Marvin Simkin wrote:
> Not to criticize someone's hard work (OK, I guess I am...) but aren't we
> barking up the wrong tree here? Shouldn't it be possible to discover
> everything we need to know about HTML by parsing a DTD? That way as the
> language changes, software would automatically recognize new tags. :)
I spent much of the past year barking up that and other trees, and
I came to the opinion I summarize in the current HTML::TreeBuilder docs:
[startquote]
HTML AND ITS DISCONTENTS
HTML is rather harder to parse than people who write it generally
suspect.
Here's the problem: HTML is a kind of SGML that permits "minimization"
and "implication". In short, this means that you don't have to close
every tag you open (because the opening of a subsequent tag may
implicitly close it), and if you use a tag that can't occur in the
context you seem to using it in, under certain conditions the parser
will be able to realize you mean to leave the current context and
enter the new one, that being the only one that your code could
correctly be interpreted in.
Now, this would all work flawlessly and unproblematically if: 1) all
the rules that both prescribe and describe HTML were (and had been)
clearly set out, and 2) everyone was aware of these rules and wrote
their code in compliance to them.
However, it didn't happen that way, and so most HTML pages are
difficult if not impossible to correctly parse with nearly any set of
straightforward SGML rules. That's why the internals of
HTML::TreeBuilder consist of lots and lots of special cases -- instead
of being just a generic SGML parser with HTML DTD rules plugged in.
[endquote]
(First off, apologies if I misuse the SGML jargon terms "minimization"
and "implication".)
I considered basing a totally new HTML::TreeBuilder entirely on
information extracted from a DTD, namely content models. A lot of
information can be gleaned from CMs. If you have a CM for TABLE that
says "TR+", and a CM for TR that says "TD+", and there's no other CM
that mentions TR or TD, then having a naked "<TD>" in your SGML should
implicate a containing TABLE and TR. So that gives you the whole
concept of "required parents", if you need it. (Now, I don't know
what SGML should/may/must do when it comes across a naked "<LI>" in
code, when there's three elements with the CM of "LI+". Maybe look
for the one that has the minimization/implication bits turned on.)

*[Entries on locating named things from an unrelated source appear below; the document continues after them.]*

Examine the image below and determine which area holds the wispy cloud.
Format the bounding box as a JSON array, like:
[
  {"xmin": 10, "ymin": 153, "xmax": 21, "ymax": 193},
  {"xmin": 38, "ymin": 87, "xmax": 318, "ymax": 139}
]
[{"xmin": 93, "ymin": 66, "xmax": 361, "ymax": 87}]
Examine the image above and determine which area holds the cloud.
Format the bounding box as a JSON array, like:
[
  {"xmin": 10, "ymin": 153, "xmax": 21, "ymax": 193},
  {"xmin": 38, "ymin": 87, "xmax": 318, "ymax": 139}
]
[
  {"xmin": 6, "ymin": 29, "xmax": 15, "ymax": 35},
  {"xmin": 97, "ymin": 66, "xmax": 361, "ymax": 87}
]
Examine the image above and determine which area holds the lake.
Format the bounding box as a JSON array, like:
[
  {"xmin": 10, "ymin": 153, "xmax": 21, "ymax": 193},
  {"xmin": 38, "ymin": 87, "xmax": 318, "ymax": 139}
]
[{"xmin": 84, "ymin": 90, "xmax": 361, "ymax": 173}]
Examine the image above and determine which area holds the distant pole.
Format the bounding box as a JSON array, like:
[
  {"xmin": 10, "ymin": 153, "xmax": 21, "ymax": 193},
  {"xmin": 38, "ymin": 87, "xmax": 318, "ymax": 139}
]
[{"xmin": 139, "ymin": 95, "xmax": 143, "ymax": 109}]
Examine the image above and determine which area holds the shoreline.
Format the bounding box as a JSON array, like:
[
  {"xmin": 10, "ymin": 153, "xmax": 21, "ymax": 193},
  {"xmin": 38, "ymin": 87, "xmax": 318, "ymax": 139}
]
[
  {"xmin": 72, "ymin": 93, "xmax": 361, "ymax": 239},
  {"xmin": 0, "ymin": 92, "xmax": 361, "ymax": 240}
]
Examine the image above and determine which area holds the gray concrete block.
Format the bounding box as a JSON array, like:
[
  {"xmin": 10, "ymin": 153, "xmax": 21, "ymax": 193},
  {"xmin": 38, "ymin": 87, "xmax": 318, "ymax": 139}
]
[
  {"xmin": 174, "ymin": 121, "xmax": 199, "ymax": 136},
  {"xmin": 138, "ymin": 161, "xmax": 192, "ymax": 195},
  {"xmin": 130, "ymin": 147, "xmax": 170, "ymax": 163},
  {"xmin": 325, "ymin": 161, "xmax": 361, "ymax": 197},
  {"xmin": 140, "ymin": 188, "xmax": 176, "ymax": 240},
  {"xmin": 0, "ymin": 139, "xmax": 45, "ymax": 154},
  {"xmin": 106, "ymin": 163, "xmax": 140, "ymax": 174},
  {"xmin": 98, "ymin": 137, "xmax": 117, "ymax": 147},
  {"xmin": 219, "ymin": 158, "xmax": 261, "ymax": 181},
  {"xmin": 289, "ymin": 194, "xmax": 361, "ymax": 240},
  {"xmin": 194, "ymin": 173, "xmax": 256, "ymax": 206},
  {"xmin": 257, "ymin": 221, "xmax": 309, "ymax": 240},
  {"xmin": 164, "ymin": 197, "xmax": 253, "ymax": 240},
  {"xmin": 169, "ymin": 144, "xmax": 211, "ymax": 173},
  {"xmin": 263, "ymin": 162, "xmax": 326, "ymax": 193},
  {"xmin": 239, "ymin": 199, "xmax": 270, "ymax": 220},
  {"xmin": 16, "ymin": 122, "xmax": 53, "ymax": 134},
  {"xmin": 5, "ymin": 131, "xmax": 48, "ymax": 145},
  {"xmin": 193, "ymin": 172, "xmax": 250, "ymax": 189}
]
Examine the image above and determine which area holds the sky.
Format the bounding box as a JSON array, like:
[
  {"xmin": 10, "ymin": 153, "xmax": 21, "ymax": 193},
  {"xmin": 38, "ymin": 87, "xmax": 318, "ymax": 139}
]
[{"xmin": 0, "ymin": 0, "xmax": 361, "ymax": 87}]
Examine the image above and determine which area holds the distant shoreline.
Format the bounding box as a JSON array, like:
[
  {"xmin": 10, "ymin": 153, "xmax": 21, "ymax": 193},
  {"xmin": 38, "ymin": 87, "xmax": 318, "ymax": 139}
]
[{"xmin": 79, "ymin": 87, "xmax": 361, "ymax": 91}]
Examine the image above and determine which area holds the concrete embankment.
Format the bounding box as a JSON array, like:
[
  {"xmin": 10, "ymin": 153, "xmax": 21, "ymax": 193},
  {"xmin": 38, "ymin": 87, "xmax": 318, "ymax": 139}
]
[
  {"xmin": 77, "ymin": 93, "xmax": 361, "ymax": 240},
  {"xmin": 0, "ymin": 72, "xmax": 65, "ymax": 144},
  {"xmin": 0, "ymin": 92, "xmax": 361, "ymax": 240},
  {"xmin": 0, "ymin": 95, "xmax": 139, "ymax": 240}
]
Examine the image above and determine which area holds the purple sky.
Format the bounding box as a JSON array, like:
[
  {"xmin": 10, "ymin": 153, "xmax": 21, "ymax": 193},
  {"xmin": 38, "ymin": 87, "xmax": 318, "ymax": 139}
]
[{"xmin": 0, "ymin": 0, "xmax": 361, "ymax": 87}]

So, I love abstraction and hate hard-caded special cases as much as
anyone else. But the abandoned the above approach for several
reasons:
* The HTML DTDs are not growing at an alarming rate and in baroque
ways. What things ARE occasionally added to the HTML DTDs are NOT
tags with complicated minimization/implication behavior. They are
tidy things like <Q>...</Q>, not whole new families of messy
implication- and minimization-rich things like TABLE, TR, TD, or, God
help us, P.
* Adding new tags to data tables in Known/TreeBuilder/whatever is not
hard or time-consuming. And given the previous point, it's not
something that will happen often. Moreover, the current DTDs for HTML
are (appropriately, one might say) simply not meant for use in robust
parsing. In linguistic terms, they are a production grammar, not a
robust receptive grammar. Taking W3-released HTML DTDs and turning
them into robust ("sloppy") DTDs is more time-consuming than just
maintaining the Known/TreeBuilder/whatever tables, and involves an
additional layer of abstraction that is not clearly beneficial.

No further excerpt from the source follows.